By: Frank Knopers
The Bank of England is warning the banking sector to prepare for economic downturn and advising banks to strengthen their capital buffers. The central bank speaks in its Latest Report on the financial stability of a Member State 'Substantial deterioration in the economic outlook'. Not only in the UK, but also in the rest of the world.
Of course, high inflation is a source of concern for the central bank. The unprecedented rise in energy prices has made households and businesses more vulnerable. This can also have consequences for banks' loan portfolios, such as an increase in the number of bankruptcies and a fall in house prices. Especially now that interest rates have risen further.
The Bank of England writes in its report that the banking sector is well positioned to weather an economic downturn. Nevertheless, she advises banks to double the counter-cyclical capital buffers to 2% within a year. The central bank can adjust this buffer if the outlook for the economy and the banking sector change.

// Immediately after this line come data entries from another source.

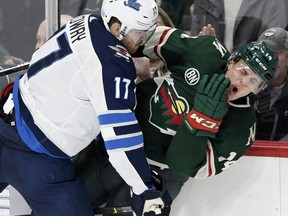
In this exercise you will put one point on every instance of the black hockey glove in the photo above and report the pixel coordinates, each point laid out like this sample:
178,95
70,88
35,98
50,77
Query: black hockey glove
153,202
210,106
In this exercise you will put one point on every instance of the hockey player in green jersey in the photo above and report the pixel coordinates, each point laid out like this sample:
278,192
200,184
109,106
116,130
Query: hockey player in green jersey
197,119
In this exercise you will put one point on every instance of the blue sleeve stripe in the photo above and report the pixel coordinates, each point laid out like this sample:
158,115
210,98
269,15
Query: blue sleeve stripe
112,118
124,142
127,129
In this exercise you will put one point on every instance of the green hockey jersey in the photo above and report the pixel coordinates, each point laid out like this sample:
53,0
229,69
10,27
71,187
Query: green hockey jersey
164,101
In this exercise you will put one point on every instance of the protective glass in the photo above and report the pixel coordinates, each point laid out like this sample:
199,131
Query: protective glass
250,79
140,37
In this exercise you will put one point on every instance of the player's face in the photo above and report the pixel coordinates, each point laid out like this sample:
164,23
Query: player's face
135,38
243,80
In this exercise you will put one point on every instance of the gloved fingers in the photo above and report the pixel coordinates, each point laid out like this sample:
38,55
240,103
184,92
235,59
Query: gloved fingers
201,85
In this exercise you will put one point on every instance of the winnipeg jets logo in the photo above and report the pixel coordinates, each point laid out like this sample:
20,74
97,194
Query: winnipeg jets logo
133,4
121,52
192,76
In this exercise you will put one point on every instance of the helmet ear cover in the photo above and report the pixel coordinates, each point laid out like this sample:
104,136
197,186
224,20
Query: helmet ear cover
259,58
132,14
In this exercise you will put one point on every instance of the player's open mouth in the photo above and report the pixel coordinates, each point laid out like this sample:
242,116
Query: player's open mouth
233,89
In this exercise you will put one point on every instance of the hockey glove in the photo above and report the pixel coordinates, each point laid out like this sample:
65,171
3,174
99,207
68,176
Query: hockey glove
210,106
153,202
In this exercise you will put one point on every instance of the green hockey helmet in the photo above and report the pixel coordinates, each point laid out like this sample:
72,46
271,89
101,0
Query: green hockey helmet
260,59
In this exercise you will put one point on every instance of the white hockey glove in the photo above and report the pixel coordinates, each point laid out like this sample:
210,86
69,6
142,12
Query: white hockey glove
153,202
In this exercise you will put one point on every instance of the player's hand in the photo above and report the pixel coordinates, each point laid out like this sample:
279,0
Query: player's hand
153,202
210,105
208,30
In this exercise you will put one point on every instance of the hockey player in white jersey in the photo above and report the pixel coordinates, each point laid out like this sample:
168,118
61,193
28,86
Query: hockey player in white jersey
80,83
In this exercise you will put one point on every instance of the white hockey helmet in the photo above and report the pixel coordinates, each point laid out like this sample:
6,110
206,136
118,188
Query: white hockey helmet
140,15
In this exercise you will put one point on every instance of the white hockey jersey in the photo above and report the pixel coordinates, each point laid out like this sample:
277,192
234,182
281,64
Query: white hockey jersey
78,84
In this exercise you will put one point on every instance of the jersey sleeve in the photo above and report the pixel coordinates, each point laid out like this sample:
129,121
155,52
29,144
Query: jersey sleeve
111,90
202,157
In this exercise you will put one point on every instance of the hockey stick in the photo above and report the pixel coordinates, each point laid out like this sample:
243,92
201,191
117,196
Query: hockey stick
14,69
108,211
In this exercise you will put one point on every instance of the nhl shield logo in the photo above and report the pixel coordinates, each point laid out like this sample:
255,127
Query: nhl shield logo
192,76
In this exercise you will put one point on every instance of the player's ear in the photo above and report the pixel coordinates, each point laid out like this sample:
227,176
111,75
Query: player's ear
115,29
230,64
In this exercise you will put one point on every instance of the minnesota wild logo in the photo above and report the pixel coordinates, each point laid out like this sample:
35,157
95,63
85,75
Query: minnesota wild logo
167,109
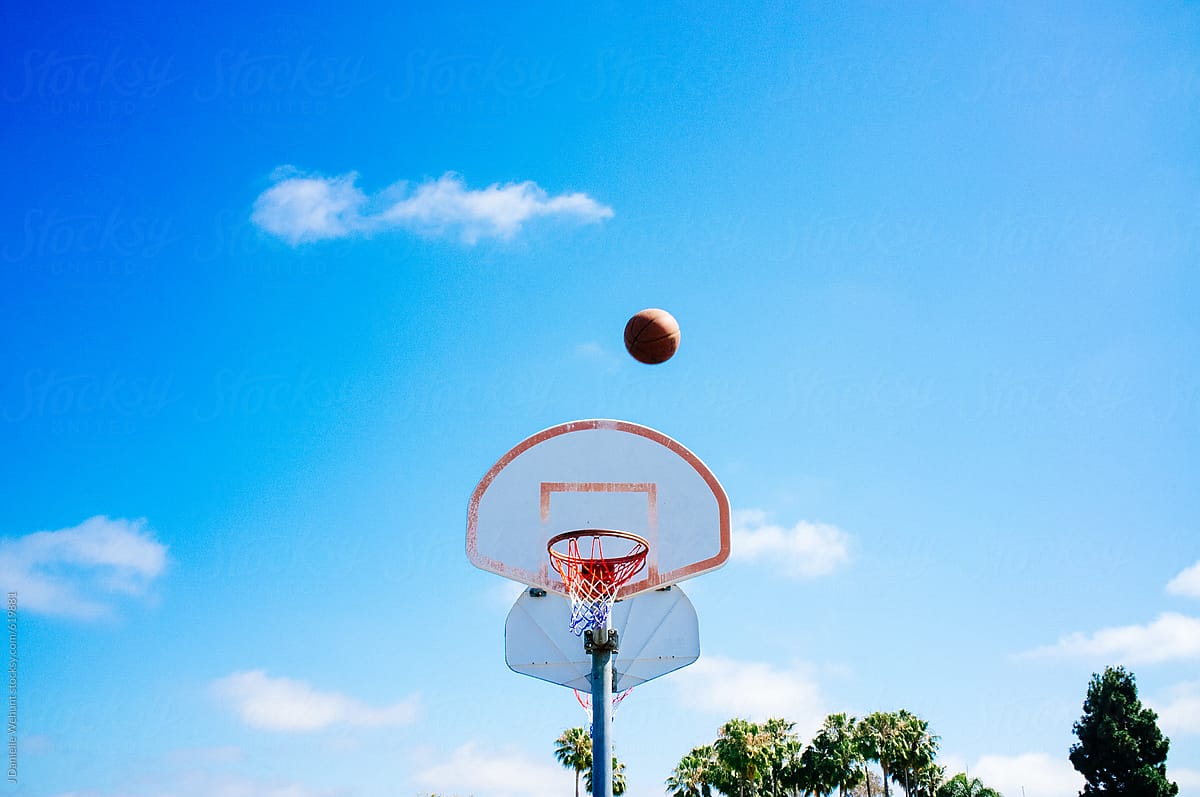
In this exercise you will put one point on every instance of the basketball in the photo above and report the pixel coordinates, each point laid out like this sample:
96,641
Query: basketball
652,336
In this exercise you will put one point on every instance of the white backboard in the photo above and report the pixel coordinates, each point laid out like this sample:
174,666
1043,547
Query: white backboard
599,474
658,633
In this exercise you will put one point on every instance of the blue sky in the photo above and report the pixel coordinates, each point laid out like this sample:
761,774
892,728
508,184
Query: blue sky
280,285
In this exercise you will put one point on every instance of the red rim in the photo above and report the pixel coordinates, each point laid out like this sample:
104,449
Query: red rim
609,570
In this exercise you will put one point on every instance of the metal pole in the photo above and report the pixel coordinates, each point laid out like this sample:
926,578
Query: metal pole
604,645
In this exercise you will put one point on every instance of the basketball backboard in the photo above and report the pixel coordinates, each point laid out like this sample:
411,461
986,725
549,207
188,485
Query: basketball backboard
606,474
658,631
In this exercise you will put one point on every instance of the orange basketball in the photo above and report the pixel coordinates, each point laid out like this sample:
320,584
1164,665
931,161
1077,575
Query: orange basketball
652,336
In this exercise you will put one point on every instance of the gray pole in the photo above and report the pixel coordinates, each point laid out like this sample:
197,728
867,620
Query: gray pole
601,642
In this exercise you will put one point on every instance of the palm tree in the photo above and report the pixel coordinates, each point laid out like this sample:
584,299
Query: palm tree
832,760
881,738
618,778
961,785
916,750
574,751
691,777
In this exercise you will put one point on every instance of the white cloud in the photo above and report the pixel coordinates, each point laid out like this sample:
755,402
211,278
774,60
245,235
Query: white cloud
1171,636
207,784
751,689
1179,712
288,705
305,208
1187,583
804,551
75,571
1037,773
496,773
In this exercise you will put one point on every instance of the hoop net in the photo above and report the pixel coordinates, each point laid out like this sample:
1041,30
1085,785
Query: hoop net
593,579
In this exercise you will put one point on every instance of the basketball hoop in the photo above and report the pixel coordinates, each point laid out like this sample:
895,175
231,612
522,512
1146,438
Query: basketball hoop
592,580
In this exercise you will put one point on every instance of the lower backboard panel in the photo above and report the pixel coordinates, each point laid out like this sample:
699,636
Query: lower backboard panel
658,630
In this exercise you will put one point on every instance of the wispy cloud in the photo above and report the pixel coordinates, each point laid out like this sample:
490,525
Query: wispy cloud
1035,774
1170,637
199,783
1179,711
495,773
303,208
753,689
78,571
1187,583
803,551
288,705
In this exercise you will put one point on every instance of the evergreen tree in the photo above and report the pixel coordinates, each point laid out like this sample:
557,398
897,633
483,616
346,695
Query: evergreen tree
1121,751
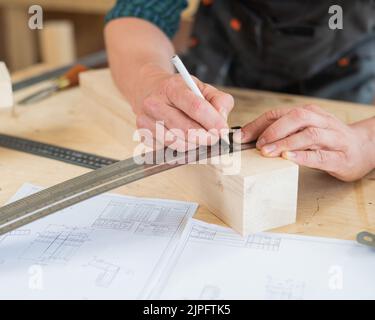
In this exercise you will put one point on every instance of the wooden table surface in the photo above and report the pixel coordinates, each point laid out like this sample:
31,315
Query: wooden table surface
326,206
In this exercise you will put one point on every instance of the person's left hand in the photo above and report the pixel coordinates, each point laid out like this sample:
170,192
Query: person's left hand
311,137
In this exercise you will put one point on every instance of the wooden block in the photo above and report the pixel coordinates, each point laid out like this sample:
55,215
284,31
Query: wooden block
259,194
57,42
6,94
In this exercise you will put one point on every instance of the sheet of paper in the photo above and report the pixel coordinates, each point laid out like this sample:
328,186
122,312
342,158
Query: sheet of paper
108,247
213,262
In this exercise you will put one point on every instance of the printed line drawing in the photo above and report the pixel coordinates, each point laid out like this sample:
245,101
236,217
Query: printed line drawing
259,241
56,244
146,219
289,289
15,233
107,272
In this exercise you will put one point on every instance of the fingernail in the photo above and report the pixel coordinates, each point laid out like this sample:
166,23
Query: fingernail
261,142
238,136
269,149
289,155
224,114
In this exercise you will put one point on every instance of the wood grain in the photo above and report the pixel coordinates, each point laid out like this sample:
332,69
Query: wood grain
326,206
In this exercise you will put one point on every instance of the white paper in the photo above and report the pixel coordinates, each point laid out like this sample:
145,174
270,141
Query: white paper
213,262
109,247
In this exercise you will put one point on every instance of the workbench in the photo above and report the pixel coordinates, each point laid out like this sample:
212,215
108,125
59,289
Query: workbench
326,206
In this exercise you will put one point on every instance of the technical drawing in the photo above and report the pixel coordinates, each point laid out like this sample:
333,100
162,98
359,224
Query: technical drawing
15,233
202,233
56,244
262,242
210,292
284,289
141,218
11,234
107,274
229,238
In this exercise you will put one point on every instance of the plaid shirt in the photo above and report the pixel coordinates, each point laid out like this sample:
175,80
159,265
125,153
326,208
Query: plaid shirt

Double-digit inflation isn't the only thing the Bank of England is worried about. In the stability report, the central bank also warns of deteriorating liquidity in the government bond market. Government bonds are traditionally a safe haven, as this market is normally highly liquid. A liquid market is when it is easy to buy and sell large volumes without this having much effect on the price.
The central bank has also seen a change in this market since the corona crisis: "With high volatility, liquidity deteriorates even in markets that are normally the most liquid, such as the market for U.S. Treasuries, U.K. Treasuries and interest rate futures." According to the central bank, it has become more expensive to trade government bonds. For example, the difference between the buying and selling rate is now more than twice as large as a year ago. "These conditions could deteriorate further, especially when volatility increases."
Government bonds are essential for the proper functioning of financial markets. This is because they are used on the financial markets as collateral for new loans. Problems in the bond market can therefore also disrupt bank lending to households and businesses. With all the consequences that this entails for the economy.